ODA was a 'standard' but not supported by Arbortext.
"Standards-based" is by and large another pop culture
phenomenon. There are good reasons to use standards,
but buying 'standards' is a phase in our culture because
for the most part, no one can tell us what those are
other than 'lots of products can do this' and that
makes them hugely irrelevant to the buy.
We don't differ on the product lifecycle management
company issue. At ten years, many here start at the end of
the CALS consultancy bonanza. It produced most of the
thinking that became product lifecycle management as
it migrated away from military logistics (the ultimate
in product lifecycle management) toward Commerce At
Light Speed (the nadir of PLM but the beginnings of legitimizing
markup as a message format for business transactions).
CAD systems and CASE systems thinking were merging
in the beginning but the graphicsAreNeverSGML gurus
made it impossible for that thinking to survive in
the original community. The markup technologists
who start with HTML and are essentially fourth generation
markup technologists didn't have to contend with that.

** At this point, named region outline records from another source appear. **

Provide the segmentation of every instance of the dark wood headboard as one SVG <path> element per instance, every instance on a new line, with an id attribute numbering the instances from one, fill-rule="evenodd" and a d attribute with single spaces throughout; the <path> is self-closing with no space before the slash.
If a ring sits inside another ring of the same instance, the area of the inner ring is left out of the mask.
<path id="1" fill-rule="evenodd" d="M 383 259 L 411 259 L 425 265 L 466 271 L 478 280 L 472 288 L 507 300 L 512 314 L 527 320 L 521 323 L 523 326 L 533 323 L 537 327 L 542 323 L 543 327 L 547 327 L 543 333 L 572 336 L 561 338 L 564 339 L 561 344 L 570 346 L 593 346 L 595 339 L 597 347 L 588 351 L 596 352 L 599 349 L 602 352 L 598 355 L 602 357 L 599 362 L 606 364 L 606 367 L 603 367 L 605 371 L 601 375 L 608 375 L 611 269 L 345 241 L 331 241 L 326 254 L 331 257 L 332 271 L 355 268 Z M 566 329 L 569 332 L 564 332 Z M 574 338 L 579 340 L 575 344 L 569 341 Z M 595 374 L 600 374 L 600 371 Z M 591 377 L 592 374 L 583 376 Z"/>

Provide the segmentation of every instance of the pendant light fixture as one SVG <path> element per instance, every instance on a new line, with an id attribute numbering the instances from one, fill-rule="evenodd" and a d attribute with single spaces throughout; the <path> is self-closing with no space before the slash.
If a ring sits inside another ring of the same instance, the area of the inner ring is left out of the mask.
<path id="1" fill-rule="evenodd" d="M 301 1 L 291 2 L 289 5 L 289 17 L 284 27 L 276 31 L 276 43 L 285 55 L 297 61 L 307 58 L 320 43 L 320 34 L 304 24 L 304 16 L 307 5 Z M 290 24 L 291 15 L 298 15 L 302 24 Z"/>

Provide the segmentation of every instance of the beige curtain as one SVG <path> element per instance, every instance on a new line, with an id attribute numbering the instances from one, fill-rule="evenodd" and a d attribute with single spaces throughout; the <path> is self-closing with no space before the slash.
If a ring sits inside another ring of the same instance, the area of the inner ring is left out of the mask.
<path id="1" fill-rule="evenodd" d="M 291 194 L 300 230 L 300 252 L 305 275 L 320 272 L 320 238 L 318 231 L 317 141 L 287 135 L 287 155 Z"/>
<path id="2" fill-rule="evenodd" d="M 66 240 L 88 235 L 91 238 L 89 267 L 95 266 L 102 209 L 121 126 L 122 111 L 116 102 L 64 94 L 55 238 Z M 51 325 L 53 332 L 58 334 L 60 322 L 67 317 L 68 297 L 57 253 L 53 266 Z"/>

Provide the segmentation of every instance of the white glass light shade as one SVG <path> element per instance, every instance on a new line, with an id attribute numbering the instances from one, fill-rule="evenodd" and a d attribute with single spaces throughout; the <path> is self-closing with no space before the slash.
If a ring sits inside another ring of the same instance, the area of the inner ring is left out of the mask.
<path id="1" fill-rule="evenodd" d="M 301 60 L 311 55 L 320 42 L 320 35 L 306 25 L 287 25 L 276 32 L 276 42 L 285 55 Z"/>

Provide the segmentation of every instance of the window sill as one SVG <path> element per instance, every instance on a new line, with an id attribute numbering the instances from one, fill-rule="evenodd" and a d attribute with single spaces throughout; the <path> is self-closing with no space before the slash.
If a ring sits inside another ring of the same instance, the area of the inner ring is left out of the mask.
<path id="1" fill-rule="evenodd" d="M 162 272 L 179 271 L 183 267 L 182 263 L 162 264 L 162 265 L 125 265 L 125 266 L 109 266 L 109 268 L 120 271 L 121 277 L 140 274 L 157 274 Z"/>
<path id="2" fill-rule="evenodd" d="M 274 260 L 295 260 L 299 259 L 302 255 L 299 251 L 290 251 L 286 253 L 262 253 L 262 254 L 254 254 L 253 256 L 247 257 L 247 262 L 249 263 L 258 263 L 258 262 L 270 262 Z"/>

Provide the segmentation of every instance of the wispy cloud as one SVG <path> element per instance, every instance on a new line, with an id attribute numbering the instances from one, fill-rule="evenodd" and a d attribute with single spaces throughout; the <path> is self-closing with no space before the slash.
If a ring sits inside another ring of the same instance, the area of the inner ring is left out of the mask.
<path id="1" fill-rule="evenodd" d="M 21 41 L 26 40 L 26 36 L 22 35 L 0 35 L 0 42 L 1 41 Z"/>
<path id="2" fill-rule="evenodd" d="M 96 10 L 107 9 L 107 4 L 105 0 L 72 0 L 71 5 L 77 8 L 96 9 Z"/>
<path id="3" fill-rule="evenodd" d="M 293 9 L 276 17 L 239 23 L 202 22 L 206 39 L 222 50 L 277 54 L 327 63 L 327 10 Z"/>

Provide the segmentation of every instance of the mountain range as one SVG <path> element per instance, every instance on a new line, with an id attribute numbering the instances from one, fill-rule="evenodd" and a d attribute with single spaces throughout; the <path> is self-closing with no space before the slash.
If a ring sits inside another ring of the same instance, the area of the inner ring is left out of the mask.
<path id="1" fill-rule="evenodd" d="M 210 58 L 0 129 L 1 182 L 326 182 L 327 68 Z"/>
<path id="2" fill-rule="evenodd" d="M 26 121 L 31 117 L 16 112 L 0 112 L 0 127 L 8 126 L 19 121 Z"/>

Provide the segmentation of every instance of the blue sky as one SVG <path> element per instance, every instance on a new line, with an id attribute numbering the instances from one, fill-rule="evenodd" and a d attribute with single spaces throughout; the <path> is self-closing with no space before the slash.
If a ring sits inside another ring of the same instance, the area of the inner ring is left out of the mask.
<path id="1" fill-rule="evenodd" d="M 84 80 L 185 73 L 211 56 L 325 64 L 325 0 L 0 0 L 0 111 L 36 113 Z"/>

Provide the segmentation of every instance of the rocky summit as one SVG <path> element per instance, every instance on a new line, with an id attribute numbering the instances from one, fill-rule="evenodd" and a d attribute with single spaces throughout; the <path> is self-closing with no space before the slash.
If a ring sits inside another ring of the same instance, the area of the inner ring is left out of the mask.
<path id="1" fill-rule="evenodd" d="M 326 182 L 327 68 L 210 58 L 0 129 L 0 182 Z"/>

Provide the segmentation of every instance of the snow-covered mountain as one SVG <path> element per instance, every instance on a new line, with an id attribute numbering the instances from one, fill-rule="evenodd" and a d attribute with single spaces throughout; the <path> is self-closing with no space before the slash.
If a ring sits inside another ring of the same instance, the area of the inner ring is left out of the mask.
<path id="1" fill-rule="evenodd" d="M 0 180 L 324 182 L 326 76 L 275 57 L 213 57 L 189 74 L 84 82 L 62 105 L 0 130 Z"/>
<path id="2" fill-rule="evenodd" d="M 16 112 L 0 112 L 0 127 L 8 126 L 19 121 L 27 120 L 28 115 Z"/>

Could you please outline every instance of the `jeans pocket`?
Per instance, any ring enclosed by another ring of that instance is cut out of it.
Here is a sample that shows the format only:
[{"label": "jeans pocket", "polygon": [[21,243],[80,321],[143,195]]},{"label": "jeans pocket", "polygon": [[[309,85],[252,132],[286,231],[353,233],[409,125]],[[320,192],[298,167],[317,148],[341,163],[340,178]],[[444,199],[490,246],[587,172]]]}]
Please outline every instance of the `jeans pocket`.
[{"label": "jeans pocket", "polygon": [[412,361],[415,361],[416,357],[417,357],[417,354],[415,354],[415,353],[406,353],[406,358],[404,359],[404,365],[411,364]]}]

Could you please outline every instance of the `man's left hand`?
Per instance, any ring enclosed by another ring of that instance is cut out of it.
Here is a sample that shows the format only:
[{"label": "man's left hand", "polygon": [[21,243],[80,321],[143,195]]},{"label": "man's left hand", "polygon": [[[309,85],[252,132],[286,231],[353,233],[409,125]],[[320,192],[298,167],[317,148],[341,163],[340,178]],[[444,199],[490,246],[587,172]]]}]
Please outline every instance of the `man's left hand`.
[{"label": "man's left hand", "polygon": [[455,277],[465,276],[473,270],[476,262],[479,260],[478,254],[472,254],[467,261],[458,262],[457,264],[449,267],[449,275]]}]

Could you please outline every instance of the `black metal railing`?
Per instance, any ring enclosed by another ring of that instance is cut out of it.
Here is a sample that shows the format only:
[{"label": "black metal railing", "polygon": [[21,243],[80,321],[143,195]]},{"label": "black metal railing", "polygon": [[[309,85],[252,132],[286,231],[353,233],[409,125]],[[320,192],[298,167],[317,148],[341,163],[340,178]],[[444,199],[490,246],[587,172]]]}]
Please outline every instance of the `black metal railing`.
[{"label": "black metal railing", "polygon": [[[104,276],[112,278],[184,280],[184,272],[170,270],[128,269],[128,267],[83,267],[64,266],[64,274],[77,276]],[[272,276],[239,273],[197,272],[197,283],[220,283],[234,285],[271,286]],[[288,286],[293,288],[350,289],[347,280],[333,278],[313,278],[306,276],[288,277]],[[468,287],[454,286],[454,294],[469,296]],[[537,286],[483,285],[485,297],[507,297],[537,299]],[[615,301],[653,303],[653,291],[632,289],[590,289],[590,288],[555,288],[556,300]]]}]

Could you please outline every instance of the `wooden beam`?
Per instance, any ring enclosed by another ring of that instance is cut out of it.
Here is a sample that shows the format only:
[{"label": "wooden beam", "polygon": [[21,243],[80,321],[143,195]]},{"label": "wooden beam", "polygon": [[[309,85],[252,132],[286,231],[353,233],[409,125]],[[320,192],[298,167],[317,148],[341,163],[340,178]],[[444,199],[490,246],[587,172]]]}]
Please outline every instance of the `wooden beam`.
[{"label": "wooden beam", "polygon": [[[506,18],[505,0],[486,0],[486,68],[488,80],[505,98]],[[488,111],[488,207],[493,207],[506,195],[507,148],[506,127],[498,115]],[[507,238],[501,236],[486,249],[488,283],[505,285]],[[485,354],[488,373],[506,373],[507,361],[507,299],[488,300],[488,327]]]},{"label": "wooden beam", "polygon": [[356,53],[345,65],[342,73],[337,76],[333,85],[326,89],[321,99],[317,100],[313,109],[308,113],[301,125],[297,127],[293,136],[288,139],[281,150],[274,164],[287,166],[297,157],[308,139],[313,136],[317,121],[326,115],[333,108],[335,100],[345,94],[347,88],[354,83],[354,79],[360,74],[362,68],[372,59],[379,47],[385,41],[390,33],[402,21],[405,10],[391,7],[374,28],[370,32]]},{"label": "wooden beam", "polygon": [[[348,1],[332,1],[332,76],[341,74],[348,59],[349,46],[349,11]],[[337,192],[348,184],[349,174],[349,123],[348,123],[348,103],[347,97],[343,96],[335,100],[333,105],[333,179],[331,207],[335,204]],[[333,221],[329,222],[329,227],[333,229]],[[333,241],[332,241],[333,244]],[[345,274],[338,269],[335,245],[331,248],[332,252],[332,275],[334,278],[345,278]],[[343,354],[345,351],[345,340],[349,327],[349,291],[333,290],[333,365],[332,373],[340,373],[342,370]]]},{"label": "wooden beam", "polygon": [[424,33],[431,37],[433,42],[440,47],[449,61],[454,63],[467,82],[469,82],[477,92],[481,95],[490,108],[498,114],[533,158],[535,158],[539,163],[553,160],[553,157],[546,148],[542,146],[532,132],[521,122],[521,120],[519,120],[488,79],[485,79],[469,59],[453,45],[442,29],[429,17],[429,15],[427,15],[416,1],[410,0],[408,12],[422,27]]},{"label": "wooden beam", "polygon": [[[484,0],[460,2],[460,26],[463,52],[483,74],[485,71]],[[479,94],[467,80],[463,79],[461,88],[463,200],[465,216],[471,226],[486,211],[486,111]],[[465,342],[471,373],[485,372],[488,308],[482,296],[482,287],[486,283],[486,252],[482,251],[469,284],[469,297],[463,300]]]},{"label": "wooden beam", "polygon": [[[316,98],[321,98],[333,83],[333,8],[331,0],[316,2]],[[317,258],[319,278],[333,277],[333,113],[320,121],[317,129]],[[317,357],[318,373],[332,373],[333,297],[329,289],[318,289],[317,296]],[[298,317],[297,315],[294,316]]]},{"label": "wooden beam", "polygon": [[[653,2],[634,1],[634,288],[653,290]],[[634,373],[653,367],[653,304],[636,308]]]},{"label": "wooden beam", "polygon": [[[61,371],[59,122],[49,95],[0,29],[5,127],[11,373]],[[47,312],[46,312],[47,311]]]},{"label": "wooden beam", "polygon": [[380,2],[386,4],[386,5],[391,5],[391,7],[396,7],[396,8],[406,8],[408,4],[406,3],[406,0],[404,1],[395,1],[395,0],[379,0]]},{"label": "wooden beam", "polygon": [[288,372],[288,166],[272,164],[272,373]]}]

Unlike some original stars such as Datalogics, Arbortext
navigated these changes and stayed at the top of their
game. People like Paul Grosso were quick to recognize
the importance of the web and eager to get markup in
full form in place. While the FOSI was kept alive, it
was sidelined. While Hytime had the jewels, it was
burgled and pilloried. Such are the fortunes of
technical competition. Eventually, the good ideas from
the overbuilt systems reemerge in different and usually
simpler forms and the march to complexity starts anew.
The shift to messaging does affect companies that have
based their product lines on documentation by making them
mostly irrelevant as specialties. Once markup became a
mainstream technology because of messaging applications
two things become clear:
1) With the exception of HTML, most of the markup
document technologies exist in niches. For all its
ugliness, WYSIWYG systems such as Word doc files still
dominate there. Recasting into PLM is useful and a
good niche, but not nearly as successful as relational
systems for the same purpose. Taking a WYSIWYG object
model and streaming out markup is far easier than taking
a markup design and going in the opposite direction. So
once understood, the WYSIWYGers markup-enable and that
takes most of the steam out of the pure markup plays.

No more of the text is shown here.